Pada akhirnya, Butler senang bisa kembali.
“Banyak cinta dan rasa hormat,” kata Butler. “Sangat menyenangkan melihat para penggemar keluar dan menyaksikan saya dan Taj bermain dan berkompetisi, seolah-olah kami masih berseragam Bulls. Bersoraklah untuk kami. Bersemangat ketika kita berada di luar sana di lantai. Itu besar. Seperti yang saya katakan, di sinilah semuanya dimulai. Mereka mengingat kita karena itu. Dan kami langsung mencintai mereka karenanya.”
Namun di Chicago, pengaruh Butler selalu melampaui lapangan basket. Tanyakan saja pada Casey, pria di Pacific Garden Mission yang pernah menjadi tunawisma dan harus makan dari tong sampah, mengemis dan tidur di bangku taman.
“Saya tahu dia tidak dilahirkan di sini, tapi Chicago menganggapnya sebagai milik mereka,” kata Casey.
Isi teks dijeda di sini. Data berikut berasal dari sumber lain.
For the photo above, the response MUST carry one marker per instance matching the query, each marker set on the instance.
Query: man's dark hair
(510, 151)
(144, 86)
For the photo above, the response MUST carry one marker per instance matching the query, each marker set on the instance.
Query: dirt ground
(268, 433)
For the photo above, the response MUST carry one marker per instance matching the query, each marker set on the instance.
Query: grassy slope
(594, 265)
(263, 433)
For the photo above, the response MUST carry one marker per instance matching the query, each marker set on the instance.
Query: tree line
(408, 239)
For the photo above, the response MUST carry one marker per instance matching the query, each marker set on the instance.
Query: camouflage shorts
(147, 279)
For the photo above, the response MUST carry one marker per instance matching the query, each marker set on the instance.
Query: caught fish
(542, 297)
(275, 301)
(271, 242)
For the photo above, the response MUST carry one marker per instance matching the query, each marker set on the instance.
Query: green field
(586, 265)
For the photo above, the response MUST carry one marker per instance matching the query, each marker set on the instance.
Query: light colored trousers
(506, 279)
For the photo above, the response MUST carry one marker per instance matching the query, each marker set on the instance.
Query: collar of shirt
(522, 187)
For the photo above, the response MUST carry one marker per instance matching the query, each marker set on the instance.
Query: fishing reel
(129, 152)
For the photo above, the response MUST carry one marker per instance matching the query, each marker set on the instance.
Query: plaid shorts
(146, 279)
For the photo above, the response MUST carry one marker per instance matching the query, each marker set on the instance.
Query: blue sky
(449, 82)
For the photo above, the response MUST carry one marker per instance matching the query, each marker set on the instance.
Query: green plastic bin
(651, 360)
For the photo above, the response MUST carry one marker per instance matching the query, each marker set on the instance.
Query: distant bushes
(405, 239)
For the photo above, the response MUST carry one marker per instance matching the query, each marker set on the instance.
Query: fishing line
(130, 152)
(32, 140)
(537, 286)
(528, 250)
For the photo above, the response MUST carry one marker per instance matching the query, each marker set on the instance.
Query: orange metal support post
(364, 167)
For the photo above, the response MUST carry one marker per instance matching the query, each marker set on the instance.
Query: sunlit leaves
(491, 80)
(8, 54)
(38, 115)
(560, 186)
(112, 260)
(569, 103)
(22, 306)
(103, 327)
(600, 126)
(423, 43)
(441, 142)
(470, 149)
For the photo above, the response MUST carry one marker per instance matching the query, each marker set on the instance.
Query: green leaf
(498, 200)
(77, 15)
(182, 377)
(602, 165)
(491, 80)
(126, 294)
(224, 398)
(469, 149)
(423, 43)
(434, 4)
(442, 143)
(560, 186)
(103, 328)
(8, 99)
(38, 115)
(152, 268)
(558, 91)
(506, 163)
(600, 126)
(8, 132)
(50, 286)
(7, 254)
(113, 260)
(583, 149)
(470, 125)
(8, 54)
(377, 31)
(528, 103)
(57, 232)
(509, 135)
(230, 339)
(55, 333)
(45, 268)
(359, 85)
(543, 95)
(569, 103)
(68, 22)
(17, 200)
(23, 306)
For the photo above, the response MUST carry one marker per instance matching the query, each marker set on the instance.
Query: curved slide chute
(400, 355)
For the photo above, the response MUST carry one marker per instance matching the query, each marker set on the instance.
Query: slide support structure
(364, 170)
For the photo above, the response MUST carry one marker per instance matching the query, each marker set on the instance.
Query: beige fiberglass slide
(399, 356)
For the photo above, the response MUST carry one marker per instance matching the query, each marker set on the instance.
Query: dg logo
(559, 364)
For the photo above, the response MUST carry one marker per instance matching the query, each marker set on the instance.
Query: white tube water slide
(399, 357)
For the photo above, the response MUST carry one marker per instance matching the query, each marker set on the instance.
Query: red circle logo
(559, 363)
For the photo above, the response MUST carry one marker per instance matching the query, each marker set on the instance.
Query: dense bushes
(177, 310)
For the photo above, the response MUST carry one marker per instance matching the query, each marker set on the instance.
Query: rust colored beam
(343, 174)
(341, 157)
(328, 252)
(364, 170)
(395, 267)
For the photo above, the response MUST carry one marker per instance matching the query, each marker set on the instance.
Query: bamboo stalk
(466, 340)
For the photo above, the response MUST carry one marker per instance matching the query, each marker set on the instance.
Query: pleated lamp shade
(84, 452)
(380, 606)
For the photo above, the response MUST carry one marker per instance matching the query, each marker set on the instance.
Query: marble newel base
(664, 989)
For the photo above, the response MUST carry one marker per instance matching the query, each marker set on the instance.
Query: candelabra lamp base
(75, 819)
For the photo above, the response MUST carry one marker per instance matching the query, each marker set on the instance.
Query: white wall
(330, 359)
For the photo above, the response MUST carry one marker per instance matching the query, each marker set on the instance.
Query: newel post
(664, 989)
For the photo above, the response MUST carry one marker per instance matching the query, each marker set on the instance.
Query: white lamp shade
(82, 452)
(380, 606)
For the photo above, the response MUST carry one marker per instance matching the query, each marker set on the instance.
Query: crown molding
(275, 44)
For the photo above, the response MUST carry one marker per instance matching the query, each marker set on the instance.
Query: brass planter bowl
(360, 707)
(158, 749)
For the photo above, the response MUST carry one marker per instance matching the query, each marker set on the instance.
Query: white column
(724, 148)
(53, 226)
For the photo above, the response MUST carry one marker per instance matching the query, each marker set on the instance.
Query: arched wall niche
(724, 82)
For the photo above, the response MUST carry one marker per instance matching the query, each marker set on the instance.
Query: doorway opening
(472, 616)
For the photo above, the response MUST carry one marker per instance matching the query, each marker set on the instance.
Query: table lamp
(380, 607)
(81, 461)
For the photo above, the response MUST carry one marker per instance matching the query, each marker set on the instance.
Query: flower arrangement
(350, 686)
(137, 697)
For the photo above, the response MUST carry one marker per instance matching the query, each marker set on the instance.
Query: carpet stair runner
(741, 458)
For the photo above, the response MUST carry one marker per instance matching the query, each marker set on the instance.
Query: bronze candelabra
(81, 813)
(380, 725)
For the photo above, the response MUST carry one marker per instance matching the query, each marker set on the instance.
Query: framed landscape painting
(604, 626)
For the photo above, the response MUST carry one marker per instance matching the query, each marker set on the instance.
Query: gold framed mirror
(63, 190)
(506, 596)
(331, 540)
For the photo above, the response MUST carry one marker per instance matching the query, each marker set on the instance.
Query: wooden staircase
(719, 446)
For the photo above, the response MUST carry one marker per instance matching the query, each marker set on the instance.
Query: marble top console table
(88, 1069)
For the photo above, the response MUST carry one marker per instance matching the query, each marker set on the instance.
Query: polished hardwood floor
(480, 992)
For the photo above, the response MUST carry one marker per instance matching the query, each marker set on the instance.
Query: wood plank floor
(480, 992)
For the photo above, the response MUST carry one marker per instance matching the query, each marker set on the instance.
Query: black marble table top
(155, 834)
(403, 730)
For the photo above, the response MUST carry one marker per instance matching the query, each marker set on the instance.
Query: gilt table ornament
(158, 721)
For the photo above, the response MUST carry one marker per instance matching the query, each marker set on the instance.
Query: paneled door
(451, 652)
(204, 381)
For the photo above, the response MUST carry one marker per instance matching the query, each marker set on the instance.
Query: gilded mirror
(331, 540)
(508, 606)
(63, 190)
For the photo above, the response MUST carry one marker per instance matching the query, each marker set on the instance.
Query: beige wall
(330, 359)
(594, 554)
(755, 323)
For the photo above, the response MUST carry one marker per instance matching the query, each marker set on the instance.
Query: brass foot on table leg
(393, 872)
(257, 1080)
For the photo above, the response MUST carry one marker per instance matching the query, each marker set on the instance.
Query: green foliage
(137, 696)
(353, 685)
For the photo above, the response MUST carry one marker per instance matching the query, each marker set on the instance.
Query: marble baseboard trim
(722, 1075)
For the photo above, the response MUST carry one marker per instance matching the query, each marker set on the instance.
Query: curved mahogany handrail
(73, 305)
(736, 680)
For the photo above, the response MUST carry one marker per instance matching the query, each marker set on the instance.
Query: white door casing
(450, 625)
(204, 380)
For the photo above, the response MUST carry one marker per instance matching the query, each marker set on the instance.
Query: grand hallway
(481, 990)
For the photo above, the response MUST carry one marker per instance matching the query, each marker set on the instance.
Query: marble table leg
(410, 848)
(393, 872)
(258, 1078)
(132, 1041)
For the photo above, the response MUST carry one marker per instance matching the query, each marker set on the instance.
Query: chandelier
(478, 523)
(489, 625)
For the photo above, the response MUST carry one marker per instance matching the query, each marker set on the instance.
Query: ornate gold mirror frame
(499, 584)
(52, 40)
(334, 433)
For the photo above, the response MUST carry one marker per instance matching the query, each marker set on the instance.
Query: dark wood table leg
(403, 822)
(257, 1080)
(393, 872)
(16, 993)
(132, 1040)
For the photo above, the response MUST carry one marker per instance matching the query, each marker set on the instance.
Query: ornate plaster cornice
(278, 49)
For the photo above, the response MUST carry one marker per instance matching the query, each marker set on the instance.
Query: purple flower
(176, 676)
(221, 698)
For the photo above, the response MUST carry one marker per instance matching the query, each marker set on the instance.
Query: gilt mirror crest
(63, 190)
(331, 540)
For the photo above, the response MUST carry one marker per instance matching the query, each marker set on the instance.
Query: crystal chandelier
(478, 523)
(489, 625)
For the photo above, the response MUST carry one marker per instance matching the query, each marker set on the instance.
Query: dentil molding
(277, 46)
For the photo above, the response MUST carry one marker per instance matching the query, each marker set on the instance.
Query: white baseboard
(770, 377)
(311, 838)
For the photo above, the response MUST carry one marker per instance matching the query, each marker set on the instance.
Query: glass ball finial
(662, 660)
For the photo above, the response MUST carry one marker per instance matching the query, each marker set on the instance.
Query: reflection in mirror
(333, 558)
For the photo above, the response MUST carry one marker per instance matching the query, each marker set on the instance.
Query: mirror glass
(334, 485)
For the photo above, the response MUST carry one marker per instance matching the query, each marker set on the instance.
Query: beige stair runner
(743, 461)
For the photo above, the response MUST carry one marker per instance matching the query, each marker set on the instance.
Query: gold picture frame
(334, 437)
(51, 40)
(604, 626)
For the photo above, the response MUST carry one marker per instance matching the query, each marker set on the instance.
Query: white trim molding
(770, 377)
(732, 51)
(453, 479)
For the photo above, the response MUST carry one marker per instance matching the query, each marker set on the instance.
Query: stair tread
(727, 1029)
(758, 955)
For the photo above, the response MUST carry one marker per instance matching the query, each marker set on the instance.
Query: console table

“Dia tidak menjadi terlalu besar. Dia tetap kecil dalam hal kelembutan dan kerendahan hati dan hanya berbaur dengan masyarakat. Saya pikir itu semua berasal dari latar belakangnya. Dia bukan orang yang bisa dibilang ‘Dia lupa dari mana asalnya’. Dia adalah seorang pemuda yang luar biasa. Dia pantas menerima semua imbalan yang diterimanya. Saya sangat bangga padanya dan bahagia atas kesuksesannya. Saya hanya berharap suatu hari dia akan mendapatkan salah satu cincin itu.”